Warm Word: Israeli envoy Michael Oren described the lobby as ?much more in the mainstream.? Image by Getty Images
The Israeli ambassador to Washington says his dispute with J Street is close to resolution and that the group was “much more in the mainstream.”
Michael Oren stirred controversy last summer when he declined to attend the inaugural conference of the dovish pro-Israel lobby, and again late last year when he told a group of rabbis that J Street’s policies endangered Israel.
In an interview the week of February 8 with the Los Angeles Jewish Journal, Oren said, “the J Street controversy has come a long way toward resolving. The major concern with J Street was their position on security issues, not the peace process.”
He cited J Street’s support in December for the Iran sanctions bill advanced by Rep. Howard Berman, Democrat of California, the chairman of the House Foreign Affairs Committee, and its call on the United Nations not to be one-sided in its handling of the Goldstone commission’s allegations of Israeli war crimes during Operation Cast Lead in early 2009.

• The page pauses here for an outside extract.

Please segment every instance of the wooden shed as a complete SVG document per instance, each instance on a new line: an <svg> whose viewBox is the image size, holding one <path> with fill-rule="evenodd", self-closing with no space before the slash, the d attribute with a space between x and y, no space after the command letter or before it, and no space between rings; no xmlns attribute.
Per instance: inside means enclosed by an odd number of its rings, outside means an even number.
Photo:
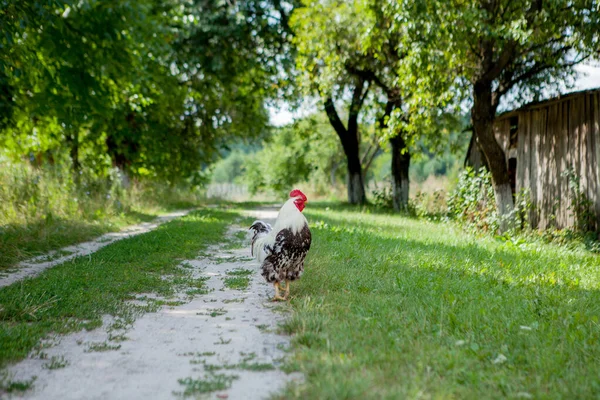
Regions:
<svg viewBox="0 0 600 400"><path fill-rule="evenodd" d="M590 228L600 229L600 88L503 113L494 122L494 133L506 154L513 194L529 192L534 228L576 224L570 189L574 176L589 201ZM485 166L473 139L465 165ZM572 171L571 177L565 171Z"/></svg>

“J Street has now come and supported Congressman [Howard] Berman’s Iran sanction bill; it has condemned the Goldstone report; it has denounced the British court’s decision to try Tzipi Livni for war crimes, which puts J Street much more into the mainstream,” he said.
J Street always backed the Berman bill; its shift in December was to support its immediate passage, as opposed to keeping it in reserve as leverage toward getting Iran to make its nuclear program more transparent.
On Goldstone, J Street has not directly attacked the report, calling on the United Nations to avoid one-sidedness in how it handles the report, as well as on Israel to independently investigate its conduct in the Gaza war.
J Street has called for an end to personal attacks on Richard Goldstone, the South African jurist who led the commission.